UH guard making name for himself

By Ferd Lewis
Advertiser Staff Columnist

T he jig is up and the cat is out of the bag and Michael Kuebler, the University of Hawai'i basketball team's best-kept secret, is a secret no longer.

Not around the Western Athletic Conference, anyway. Not after what he's done this week in helping shoot the Rainbows Warriors to a share of the conference lead with a 29-point performance in last night's resounding 88-77 victory over Fresno State.

If teams didn't get the message before WAC play started — and the available evidence suggests they didn't — then the word figures to be out now, from Honolulu to Houston and Ruston, La., to Reno.

"He can light it up," marveled Ray Lopes, the Fresno State coach.

Let us count the ways:

10-of-15 shooting from the field and 6-of-10 behind the 3-point line. Nine points in the final 2 minutes, 48 seconds of the first half and four more in the first 53 seconds of the second half.

This knowledge was learned the hard way by the Bulldogs last night. "For whatever reason, we left him open too much," Lopes said. "Him getting six 3s was not something that was expected. Not at all," Lopes said.

Another night, another Rainbow victory. And another convert made.

UH coach Riley Wallace knows what they were probably thinking, because he wondered some of the same things himself early on.

"He (Kuebler) can be easy to overlook," Wallace acknowledged. "Michael looks like the All-American kid. He doesn't look that special or that tough when you first look at him. But when you've been around him a while you understand how tough he is, how smart he is and just how much he wants to win."
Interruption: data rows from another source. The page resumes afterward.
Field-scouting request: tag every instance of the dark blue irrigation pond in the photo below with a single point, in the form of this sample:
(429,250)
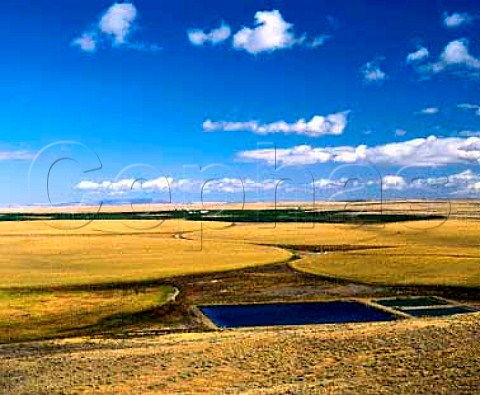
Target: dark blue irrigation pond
(237,316)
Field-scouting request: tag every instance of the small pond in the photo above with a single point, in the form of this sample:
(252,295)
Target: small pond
(236,316)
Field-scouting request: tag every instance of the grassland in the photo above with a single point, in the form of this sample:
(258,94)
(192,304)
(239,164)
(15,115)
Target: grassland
(50,314)
(36,254)
(443,255)
(434,357)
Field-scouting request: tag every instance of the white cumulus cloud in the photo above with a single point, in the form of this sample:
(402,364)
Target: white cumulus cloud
(333,124)
(394,182)
(118,21)
(271,32)
(116,26)
(430,151)
(456,19)
(455,57)
(429,111)
(420,54)
(87,42)
(372,73)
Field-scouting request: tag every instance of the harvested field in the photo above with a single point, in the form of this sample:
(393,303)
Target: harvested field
(411,356)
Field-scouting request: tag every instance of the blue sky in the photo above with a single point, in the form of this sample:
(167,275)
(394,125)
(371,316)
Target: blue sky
(190,91)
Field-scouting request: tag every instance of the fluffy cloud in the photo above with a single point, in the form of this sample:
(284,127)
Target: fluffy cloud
(455,57)
(115,25)
(420,54)
(86,42)
(118,20)
(271,32)
(319,41)
(469,133)
(456,19)
(394,182)
(429,111)
(431,151)
(190,185)
(199,37)
(333,124)
(372,72)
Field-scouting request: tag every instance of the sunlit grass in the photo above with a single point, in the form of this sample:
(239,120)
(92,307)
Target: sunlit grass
(39,315)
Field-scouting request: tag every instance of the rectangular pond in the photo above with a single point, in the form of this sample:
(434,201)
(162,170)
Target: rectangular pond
(236,316)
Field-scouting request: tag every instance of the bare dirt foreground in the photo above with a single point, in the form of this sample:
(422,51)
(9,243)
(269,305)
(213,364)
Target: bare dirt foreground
(427,356)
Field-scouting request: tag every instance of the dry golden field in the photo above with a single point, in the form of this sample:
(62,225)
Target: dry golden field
(38,254)
(431,357)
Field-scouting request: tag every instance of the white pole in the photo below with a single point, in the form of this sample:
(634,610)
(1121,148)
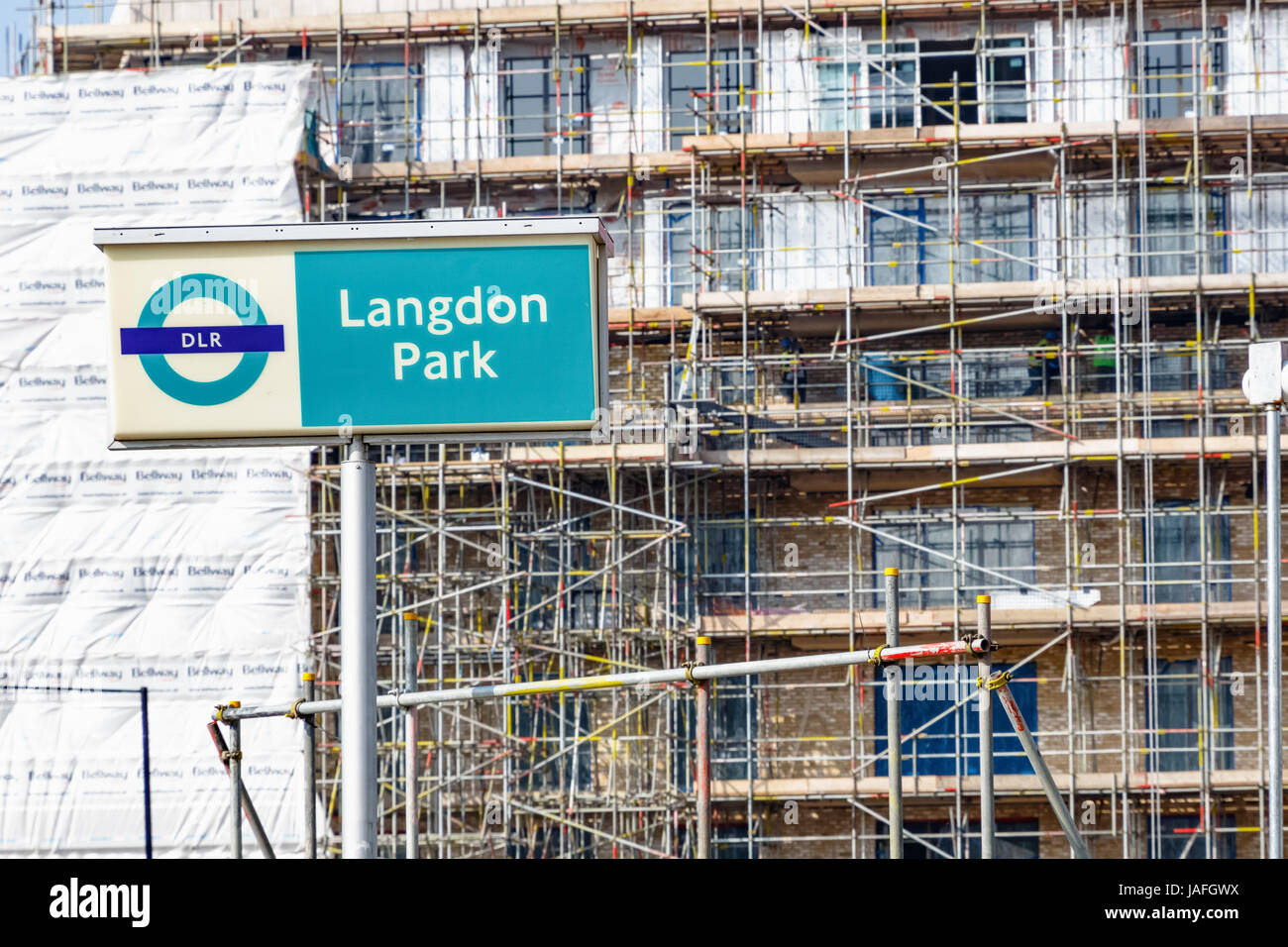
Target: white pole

So when the Bulldogs first laid unsuspecting eyes on the unassuming Kuebler, somebody with the unbeknownst eye of a sharpshooter and instinct of an assassin, and compared him with the known threat that two years in the conference has made Carl English, the WAC scoring leader, the line of thinking was clear, however flawed.

"They were probably saying, 'Just switch and cover Carl English and don't let him have any good looks; Kuebler won't work as hard to get open and hurt us,' " Wallace suggested.

Said English: "I'm there and (Travis) DeManby is following me around. I'm like, 'the guy (Kuebler) just hit like five in a row, what are you doing?' "

What, indeed.

"They were probably thinking, 'OK, we can sag off this guy and go help on (English)," Kuebler said. "Carl's a great player and that's OK with me. I don't mind it at all. If they want to think that way. Let me stay in the shadows and surprise some more people."